Güncelleme Tarihi:
Resmi Gazete'de yer alan karara göre, Gökçek, sosyal medya hesabından olay tarihinde Ankara milletvekili olan Nazlıaka'nın ailesinin "kaçak su kullandığı" iddialarına yer verdi ve Nazlıaka'nın eşine ait şirketin açık adresi, eşiyle diğer yakınlarına ait kimlik bilgileri ve imzaları içeren fotoğrafları paylaştı.
Bunun üzerine Nazlıaka, Gökçek hakkında suç duyurusunda bulundu ancak soruşturmaya izin verilmedi. Daha sonra Nazlıaka, tazminat davası açtı. Mahkeme ise Gökçek'in eyleminin sert eleştiri niteliğinde olduğunu ve "ifade özgürlüğü" kapsamında değerlendirilmesi gerektiğini belirterek, davayı reddetti.
Yargıtayın kararı onamasının ardından Nazlıaka, Anayasa Mahkemesine bireysel başvuruda bulundu. Nazlıaka, kişisel verilerinin korunması, özel hayata saygı ve adil yargılanma haklarının ihlal edildiğini ileri sürdü.

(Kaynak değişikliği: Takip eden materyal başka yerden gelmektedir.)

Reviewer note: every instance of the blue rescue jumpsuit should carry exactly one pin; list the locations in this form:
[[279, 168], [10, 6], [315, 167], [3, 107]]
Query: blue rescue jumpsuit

Başvuruyu değerlendiren Yüksek Mahkeme, Anayasa'nın 20. maddesinde belirtilen özel hayata saygı kapsamında Nazlıaka'nın kişisel verilerin korunmasını isteme hakkının ihlal edildiğine hükmetti.
KARARIN GEREKÇESİNDEN
Anayasa Mahkemesinin ihlal kararında, Anayasa'nın 20. maddesinde özel hayata saygı hakkının düzenlendiği hatırlatıldı ve devletin, kişilerin özel ve aile hayatına keyfi müdahale etmemek ve üçüncü kişilerin haksız saldırılarını önlemekle yükümlü olduğu belirtildi.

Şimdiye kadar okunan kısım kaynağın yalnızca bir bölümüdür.